Testing Infrastructure as Code: A Beginner’s Guide
This post is for testers who are eager to learn more about testing Infrastructure as Code and are looking to deepen their cloud technical testing skills.
Infrastructure as Code Testing
I have worked for over 20 years in various roles as a functional/technical tester/manager. Besides being a business owner, I have been working as a tester within a DevOps team at a client for the past two years, where we are responsible for maintaining AWS stacks, among other tasks. Being a SDET and having a strong interest in technology, I came into contact with AWS CDK and the world of Infrastructure as Code. Our team integrates all code changes into the product and implements a distributed stack that teams can use for integration tests/application tests. We are partly responsible for implementing the infrastructure and currently test through a two-eyes principle to confirm the implementation has been successful before usage. We perform checks post-implementation, resolve infrastructure issues, and conduct a limited set of tests.
What Does It Involve
Imagine you have distributed applications spread across different parts of the infrastructure - multiple servers, containers, lambdas, cloud services, databases, etc. Creating such a distributed infrastructure is a tedious and error-prone process. Making changes is even more challenging. In such situations, most software teams prefer to store their infrastructure as code. This makes the deployment process more predictable and less prone to errors. It provides confidence that if something doesn’t work as expected, you can always roll back. Storing your infrastructure as code gives the entire team more insight and allows for quicker changes. Infrastructure as Code uses descriptive languages and human-readable formats – YAML, JSON, etc. For AWS, think of CloudFormation templates. However, you do need tools like Terraform, Ansible, and AWS CDK to generate these templates, as doing this manually is very complex and error-prone.
When Does Infrastructure as Code Testing Become Important
As the number of integrations and chains grows, this manual process becomes time-consuming. The chance of human errors increases, and it often requires a lot of communication and stakeholder management to resolve issues. And worst of all, it is cumbersome! So, the solution that the tech industry has come up with is to store infrastructure as code.
For Management: Why Is Testing Infrastructure as Code Important
Pillars are complexity, time, and susceptibility to error
Setting up infrastructure with different components is a complex process. Companies spend a significant amount of money to build multiple environments. The testing teams perform their integration tests on this implemented infrastructure. I often hear about connectivity issues from A to B, which can have various causes, such as a dependency on an on-premise application that has an even more complex and time-consuming change management process in place.

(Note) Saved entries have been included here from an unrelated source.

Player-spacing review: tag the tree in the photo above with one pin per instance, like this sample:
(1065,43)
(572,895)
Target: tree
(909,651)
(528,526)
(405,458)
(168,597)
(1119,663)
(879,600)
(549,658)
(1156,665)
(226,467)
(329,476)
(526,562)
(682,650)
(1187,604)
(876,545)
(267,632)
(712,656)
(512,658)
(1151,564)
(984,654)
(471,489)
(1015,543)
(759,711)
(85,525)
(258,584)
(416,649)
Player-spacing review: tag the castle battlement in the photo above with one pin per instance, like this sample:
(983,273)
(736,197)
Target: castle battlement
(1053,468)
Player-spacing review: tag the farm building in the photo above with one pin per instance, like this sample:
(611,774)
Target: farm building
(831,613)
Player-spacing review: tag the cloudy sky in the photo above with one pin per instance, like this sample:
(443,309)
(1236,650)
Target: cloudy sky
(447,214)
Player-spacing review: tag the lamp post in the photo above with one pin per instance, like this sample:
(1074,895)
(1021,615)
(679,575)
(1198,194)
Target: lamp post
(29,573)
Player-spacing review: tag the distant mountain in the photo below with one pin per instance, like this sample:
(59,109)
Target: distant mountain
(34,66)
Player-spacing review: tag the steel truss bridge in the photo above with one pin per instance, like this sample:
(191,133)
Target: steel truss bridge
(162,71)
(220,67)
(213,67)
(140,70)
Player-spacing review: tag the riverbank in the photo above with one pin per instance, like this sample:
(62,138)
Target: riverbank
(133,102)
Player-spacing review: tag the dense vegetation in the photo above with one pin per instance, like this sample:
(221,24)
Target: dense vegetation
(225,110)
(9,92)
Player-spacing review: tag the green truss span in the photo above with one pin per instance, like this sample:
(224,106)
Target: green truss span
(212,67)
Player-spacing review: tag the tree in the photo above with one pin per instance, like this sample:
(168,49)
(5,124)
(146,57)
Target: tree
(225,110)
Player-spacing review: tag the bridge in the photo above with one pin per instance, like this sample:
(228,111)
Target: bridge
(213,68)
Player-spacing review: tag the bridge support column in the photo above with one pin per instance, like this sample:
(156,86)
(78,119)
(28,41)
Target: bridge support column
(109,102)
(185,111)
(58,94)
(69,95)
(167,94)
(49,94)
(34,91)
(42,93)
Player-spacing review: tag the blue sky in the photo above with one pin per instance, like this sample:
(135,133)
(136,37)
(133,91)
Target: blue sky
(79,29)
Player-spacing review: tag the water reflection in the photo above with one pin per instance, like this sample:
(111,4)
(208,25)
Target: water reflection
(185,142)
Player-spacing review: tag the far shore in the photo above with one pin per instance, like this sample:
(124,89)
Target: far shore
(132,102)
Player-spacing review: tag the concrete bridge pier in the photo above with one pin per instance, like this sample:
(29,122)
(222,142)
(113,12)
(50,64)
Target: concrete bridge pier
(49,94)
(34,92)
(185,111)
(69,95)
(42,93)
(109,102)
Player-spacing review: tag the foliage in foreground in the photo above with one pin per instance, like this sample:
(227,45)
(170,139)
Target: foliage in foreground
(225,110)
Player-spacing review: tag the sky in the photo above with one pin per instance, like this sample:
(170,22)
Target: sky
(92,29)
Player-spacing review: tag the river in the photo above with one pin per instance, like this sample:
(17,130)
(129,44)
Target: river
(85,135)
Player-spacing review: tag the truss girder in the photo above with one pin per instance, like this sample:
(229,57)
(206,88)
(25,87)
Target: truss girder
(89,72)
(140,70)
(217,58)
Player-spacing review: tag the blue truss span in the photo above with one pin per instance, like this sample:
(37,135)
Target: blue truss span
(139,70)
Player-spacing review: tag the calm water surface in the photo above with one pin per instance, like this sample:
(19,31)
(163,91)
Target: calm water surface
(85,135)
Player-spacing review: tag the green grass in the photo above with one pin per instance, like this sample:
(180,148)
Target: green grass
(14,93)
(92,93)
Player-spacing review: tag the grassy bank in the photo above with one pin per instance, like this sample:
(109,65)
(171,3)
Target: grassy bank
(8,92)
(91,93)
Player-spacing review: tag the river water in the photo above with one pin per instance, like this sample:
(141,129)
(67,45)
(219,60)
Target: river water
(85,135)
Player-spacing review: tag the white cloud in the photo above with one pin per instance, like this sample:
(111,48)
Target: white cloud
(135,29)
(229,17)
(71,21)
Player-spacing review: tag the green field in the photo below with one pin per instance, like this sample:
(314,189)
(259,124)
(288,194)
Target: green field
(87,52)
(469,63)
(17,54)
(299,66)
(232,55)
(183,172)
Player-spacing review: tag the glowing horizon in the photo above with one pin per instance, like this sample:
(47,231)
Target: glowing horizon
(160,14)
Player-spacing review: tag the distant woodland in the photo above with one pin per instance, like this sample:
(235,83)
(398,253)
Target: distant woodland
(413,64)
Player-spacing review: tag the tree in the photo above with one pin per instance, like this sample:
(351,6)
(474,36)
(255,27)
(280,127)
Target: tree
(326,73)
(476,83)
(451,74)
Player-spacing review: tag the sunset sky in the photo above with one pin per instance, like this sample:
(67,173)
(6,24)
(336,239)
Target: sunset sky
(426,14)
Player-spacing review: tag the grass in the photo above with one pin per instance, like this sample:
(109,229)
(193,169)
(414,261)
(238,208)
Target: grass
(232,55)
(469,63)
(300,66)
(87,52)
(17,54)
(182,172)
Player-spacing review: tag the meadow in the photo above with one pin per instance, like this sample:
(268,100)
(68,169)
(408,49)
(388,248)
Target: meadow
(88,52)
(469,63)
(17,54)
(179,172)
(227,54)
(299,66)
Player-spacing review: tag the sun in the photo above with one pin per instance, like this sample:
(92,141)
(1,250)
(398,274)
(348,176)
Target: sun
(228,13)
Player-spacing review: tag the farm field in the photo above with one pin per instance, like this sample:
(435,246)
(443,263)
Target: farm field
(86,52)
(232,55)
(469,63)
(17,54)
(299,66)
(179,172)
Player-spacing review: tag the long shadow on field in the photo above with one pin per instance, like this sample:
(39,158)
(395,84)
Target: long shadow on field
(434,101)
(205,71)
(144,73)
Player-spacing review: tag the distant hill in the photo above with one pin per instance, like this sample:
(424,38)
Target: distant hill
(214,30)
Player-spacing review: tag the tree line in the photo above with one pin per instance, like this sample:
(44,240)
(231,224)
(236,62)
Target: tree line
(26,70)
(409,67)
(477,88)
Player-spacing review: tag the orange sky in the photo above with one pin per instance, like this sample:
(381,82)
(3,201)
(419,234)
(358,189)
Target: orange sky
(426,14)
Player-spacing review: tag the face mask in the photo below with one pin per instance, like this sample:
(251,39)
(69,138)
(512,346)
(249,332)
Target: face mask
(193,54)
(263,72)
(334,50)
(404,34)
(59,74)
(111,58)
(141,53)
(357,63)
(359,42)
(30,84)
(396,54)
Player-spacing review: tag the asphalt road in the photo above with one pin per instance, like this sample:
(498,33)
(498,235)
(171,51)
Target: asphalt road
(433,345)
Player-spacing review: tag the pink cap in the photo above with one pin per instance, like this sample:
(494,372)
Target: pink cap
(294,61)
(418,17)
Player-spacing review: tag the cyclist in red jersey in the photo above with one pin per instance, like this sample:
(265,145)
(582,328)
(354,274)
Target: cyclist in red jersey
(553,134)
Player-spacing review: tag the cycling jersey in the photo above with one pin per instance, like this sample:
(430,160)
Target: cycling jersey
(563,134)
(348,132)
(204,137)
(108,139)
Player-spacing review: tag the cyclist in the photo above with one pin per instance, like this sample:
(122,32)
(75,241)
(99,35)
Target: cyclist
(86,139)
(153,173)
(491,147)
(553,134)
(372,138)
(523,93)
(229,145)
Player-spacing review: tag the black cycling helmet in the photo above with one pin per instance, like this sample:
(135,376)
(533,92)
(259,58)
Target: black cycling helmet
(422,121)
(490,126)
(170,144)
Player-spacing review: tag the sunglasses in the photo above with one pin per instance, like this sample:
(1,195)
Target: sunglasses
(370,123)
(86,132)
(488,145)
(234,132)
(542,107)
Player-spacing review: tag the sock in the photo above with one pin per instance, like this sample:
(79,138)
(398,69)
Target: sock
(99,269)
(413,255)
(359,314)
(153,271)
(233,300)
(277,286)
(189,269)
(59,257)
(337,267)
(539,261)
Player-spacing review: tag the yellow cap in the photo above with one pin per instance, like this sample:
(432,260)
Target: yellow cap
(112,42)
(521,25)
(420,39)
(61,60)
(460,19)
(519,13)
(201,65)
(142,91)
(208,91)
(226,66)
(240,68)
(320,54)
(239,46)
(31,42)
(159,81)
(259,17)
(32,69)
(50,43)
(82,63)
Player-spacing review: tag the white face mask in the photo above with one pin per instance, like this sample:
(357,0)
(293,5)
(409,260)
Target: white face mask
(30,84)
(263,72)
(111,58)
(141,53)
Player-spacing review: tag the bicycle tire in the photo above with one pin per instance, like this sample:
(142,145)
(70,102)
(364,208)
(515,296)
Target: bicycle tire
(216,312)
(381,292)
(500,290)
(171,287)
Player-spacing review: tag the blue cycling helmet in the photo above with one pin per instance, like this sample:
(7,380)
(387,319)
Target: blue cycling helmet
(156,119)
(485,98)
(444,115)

However, if the starting point is that you own the infrastructure and implement it without testing, there is a high chance that testing teams will notice bugs due to poor implementation. This wastes the time of all involved teams!
Potential issues include:
- Connectivity issues, e.g., improperly set up rest APIs.
- Security checks that are implemented incorrectly, preventing access to your lambda function and, for example, a server.
- Ports, SSL, etc., that are not set up correctly.
Testing the infrastructure will play a key role in reducing problems related to poor implementations and incorrect configurations. This gives testers confidence that discovered issues are due to the application and not the environment. Since testing the infrastructure and the quality of the implementation saves time for all involved teams, it is economically sensible to execute this step correctly.
In another blog, I provide a summary of popular tools for static code checks, deployment, unit testing for verification and validation, and local “system test” with a mock to see if the infrastructure is set up well as a process.
Experience as a DevOps Tester
I have written this document for myself to gain the knowledge needed to test infrastructure, in my case, AWS CDK with jest and AWS Rspec. I haven’t really used it in practice yet, but I have done a little R&D with it. My feeling is that the niche I am testing now has potential since I see that many organizations are struggling with this. An even greater improvement would be to generate real-live communication charts from that infrastructure. I want to share my experiences in case it benefits others who may also be interested in exchanging ideas.